In the Bronx, I’d tried to sound scary and intimidating the first day, and one 8th grade girl- Naima? Natasha? I don’t remember her name- who could have passed for 35 in appearance as well as attitude- drawled “why you tryin to sound like somebody you not?”

So here, in the Lower East side, I wanted to be different. I told them my name and then I gave them my #ifuckinglovescience speech, avant la lettre, circa 2002:

“A Day Without Science is a Day without Sunshine, because science isn’t just the sun, it’s not just the energy that the sun’s nuclear fusion reactions produce, it’s the tree that uses that energy to turn air and water into leaves and bark and wood, it’s the insect that turns that tree back into air and water and energy, or changes it into something new. It’s our job as scientists not just to understand how that works, but to find out how we can show how it works, how we can put it to the test. So let’s get started.”

Some kids learned some stuff that year, and we had fun even when we didn’t; probably somewhere- in some landfill, gradually decaying if nowhere else- exist the comic books they drew based on the Jane Goodall book we read, “a Day in the Life of a wild Chimpanzee,” with comparisons with the gorillas we saw when we went to the zoo, and somewhere is the gigantic painted mural of our bean plants’ growth over time that was strung across the room, and the graphs of their heart rates when they jumped up and down on their chairs and then stuck their faces into bowls of cold water, and the strings we used to measure the circumference and diameter of the oak trees in Tompkins Square Park, and the illustrated anatomy of a goose that Amy and Jack dissected when we were up at Bear Mountain, upstate, on our big trip, and somewhere, sealed unchanging in some Tupperware container, is probably some of the foul-smelling pond water we kept in a closet to grow more paramecia, and somewhere are the pictures they were supposed to draw of the liver cells under the microscope, that R. dared Abraham to eat.
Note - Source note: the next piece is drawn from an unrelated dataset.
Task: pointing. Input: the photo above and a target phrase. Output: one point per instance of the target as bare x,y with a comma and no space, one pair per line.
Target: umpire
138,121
It is a strange and potent gift to get to do the thing you are meant to do when you are still young, and I was no great teacher but I got to do what I was meant to do, for a few short years, in that room, and like Ezra Pound said:

‘Thank you, whatever comes.’ And then she turned
And, as the ray of sun on hanging flowers
Fades when the wind hath lifted them aside,
Went swiftly from me. Nay, whatever comes
One hour was sunlit and the most high gods
May not make boast of any better thing
Than to have watched that hour as it passed. 

R. ended up in trouble with the law a few years later, in 10th or 11th grade, I think. He agreed to testify against some people involved in a robbery. He was murdered in broad daylight on a busy street in the Lower East Side. I suspect the police didn’t pursue the investigation because they didn’t want it to be clear that they should have protected him.

At his funeral, his cousin, another former student, a sharp-tongued, smart and funny girl, rushed to me and hugged me.

“Don’t cry,” she said. “He’s in a better place, and at peace.”

As I recall, it was an open casket funeral, the sapphire eyes closed, the smooth and handsome face well prepared by the mortician, a dark grey suit suggesting the man the boy could have grown up to be.

I remember him, before then, though, sitting in my sunny classroom, arriving having been kicked out of math or reading class, during my prep. He is watching the few goldfish that are swimming around the “river”-style tank, the continuous gurgling whooshing sound that the kids tell me makes them need to use the bathroom more than in other classes, and telling me about the pet “Oscars” he has at home, how territorial they were and how if you put any other fish into the tank with it, it would attack. And then R. gets up, takes out that absurdly huge red baseball cap and adjusts it back on his head, and strolls back into the hallway, or somewhere else.